# I miss good sex.



## rainbowbright (Oct 9, 2010)

We've only been married for a little over a year, but the passion has gone out the window already. I spend a lot of time avoiding sex and when I do get in the right frame of mind to go down that road with them...it's a 50/50 hit or miss. Even when it's semi-good...my mind still wonders..about work or chores and my eyes STAY closed. 


Yes, we have a child. Yes, he works a lot of overtime manual labor. Yes, I work full time and go to college. We're tired. We don't have the same bodies we did 4 years ago when we started dating. I didn't expect things to be as wild and passionate as they were back then forever, but to have the satisfaction be gone so soon......::sigh::



Is this really what I have to look forward to for the next 60 or so years? What can I do to make it better?


----------



## Parrothead (Jul 4, 2011)

rainbowbright said:


> Yes, we have a child. Yes, he works a lot of overtime manual labor. Yes, I work full time and go to college. We're tired.


Wait until you get to be 65. Mrs. Parrothead and I only did it 3 times this weekend. We would have done it four times but fell asleep.

I know you don't believe it but it's the truth. The point is, it doesn't have to be the way you described.


----------



## that_girl (Jul 6, 2011)

Have you tried just doing what you want to do in bed? Just go apeshet crazy? lolll I ask because my husband was gentle with me in the beginning of us and I was a little too nervous to do what I wanted because I thought he was just vanilla.

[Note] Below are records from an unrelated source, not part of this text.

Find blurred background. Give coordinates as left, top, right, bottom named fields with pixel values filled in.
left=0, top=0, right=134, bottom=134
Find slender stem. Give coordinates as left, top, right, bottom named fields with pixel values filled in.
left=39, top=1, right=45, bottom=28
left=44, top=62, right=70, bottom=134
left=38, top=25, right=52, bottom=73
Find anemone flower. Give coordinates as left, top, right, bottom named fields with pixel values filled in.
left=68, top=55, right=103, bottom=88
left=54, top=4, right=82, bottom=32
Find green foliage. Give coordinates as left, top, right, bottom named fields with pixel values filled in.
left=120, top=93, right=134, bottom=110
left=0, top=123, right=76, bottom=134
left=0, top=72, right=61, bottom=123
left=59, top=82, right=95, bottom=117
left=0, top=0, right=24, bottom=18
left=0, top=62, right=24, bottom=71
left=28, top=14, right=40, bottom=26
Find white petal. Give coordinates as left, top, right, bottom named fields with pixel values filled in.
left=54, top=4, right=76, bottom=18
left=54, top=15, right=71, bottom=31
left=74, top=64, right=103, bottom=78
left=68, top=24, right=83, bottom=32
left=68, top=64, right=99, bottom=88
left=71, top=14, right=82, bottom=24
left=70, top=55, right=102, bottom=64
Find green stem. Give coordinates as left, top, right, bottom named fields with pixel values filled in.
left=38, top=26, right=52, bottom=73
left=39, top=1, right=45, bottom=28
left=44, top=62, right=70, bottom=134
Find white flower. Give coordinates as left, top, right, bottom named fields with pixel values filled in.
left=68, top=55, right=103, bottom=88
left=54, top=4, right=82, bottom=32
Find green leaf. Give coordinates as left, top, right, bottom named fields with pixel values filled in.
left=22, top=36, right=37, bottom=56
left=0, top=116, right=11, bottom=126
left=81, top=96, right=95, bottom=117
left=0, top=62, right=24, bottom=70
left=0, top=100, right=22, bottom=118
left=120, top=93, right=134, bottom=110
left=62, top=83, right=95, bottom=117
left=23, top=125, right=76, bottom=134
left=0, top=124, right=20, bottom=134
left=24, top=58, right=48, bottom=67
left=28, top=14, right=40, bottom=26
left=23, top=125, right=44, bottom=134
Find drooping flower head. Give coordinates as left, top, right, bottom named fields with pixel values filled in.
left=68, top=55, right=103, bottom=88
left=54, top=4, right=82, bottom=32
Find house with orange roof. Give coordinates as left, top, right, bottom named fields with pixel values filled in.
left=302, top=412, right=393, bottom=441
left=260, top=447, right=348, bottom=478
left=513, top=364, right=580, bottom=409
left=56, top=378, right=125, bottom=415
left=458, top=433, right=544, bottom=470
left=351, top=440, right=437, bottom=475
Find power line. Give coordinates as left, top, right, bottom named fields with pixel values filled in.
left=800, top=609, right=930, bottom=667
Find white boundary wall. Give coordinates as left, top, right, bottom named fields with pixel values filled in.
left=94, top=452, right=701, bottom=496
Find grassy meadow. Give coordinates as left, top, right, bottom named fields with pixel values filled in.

The sex was good, but he was and is sooo sexy...it can't just be vanilla 

So one night I did everything I like, but to him. It left him breathless and our sex has been amazing since.


----------



## chillymorn (Aug 11, 2010)

ME Too!


----------



## JRiZZY (Aug 11, 2011)

I am in the same boat. My husband and I have been together for 6 years, married for 3 months. There is absolutely no passion. Kissing usually grosses me out. It used to be so intense. We would go at it all the time. Now sex is usually planned and I could care less if we have it or not.  It makes me wonder if I am still in love with him?


----------



## nada (Aug 20, 2011)

JRiZZY said:


> I am in the same boat. My husband and I have been together for 6 years, married for 3 months. There is absolutely no passion. Kissing usually grosses me out. It used to be so intense. We would go at it all the time. Now sex is usually planned and I could care less if we have it or not.  It makes me wonder if I am still in love with him?


I have heard that most men suck in bed. Maybe this is just the way of life when you have small children?


----------



## Confused_and_bitter (Aug 6, 2011)

Before H and I got married the sex was plentiful and fun but as soon as we got married he was too tired, too busy, etc. And that was before our child. But I talked to him about it told him I was not satisfied and if he wasn't going to try to work this out then it was going to be a boring marriage(just my honest opinion) anyway things got better then I had our baby and things slowed down but when we do get a chance we try to make the most of it. Have you tried just talking to him about it? Maybe arrange some alone time? Have someone watch the kiddos and reconnect yourselves on that intimate level would be my best advice to give you. I wish you luck!
_Posted via Mobile Device_


----------



## nada (Aug 20, 2011)

Confused_and_bitter said:


> Before H and I got married the sex was plentiful and fun but as soon as we got married he was too tired, too busy, etc. And that was before our child. But I talked to him about it told him I was not satisfied and if he wasn't going to try to work this out then it was going to be a boring marriage(just my honest opinion) anyway things got better then I had our baby and things slowed down but when we do get a chance we try to make the most of it. Have you tried just talking to him about it? Maybe arrange some alone time? Have someone watch the kiddos and reconnect yourselves on that intimate level would be my best advice to give you. I wish you luck!
> _Posted via Mobile Device_



It is important to set aside time for eachother, time to be a couple, to do fun stuff together. If you run your family life as 'just' a family and forget that you also are a couple, then it is going to be more challenging to stay together as a family.


----------